According to the QS World University Rankings for 2024, the university was placed within the 751–760 range globally, and ranked 39th nationally. In the 2024 Times Higher Education World University Rankings, it was positioned within the 501–600 global bracket, while holding a national rank between 42 and 45. The Academic Ranking of World Universities from 2023 indicates a global ranking between 701–800, and a national standing ranging from 41 to 42.

== Governmental testing and certification work ==
Commonly known in Germany, and particularly in the field of passive fire protection, as TU Braunschweig, its iBMB Institute has been accredited by the German Institute for Building Technology (Deutsches Institut für Bautechnik) and has, for decades, performed public testing for the purpose of establishing fire-resistance ratings of products and systems for manufacturers. iBMB also assists the DIBt in third-party vendor inspections (product certification) and quality control testing, in an effort to maintain DIBt approvals. iBMB was also instrumental in leading the Eureka project, which has become a guideline for building codes and regulations governing fire protection measures for traffic tunnels.
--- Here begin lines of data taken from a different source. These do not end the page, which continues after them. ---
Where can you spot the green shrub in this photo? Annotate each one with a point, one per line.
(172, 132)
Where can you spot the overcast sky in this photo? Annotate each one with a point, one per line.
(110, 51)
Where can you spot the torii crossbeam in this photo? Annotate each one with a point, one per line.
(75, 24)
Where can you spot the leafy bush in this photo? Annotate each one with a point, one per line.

Special torsion test rig at iBMB / TU Braunschweig, for use in full-scale fire testing of passive fire protection systems
Full-scale floor furnace at iBMB / TU Braunschweig, for use in fire testing of passive fire protection systems

== Notable people ==

Current and former members of the TU Braunschweig include the mathematicians Carl Friedrich Gauss and Richard Dedekind, Nobel Prize laureates Klaus von Klitzing, Manfred Eigen, and Georg Wittig, aerospace engineer Adolf Busemann, the former CEOs of SAP, Metro Group, and Henkel (Henning Kagermann, Erwin Conradi, and Konrad Henkel), BMW CEO Harald Krüger, Porsche and Volkswagen CEO Oliver Blume, Airbus Defence and Space CEO Dirk Hoke, Siemens Mobility CEO Michael Peter, former Eurocopter CEO Lutz Bertling, and truck engineer and entrepreneur Heinrich Büssing founder of Büssing AG (merged with MAN), engineer and founder of Claas KGaA mbH August Claas and world-renowned architect Meinhard von Gerkan.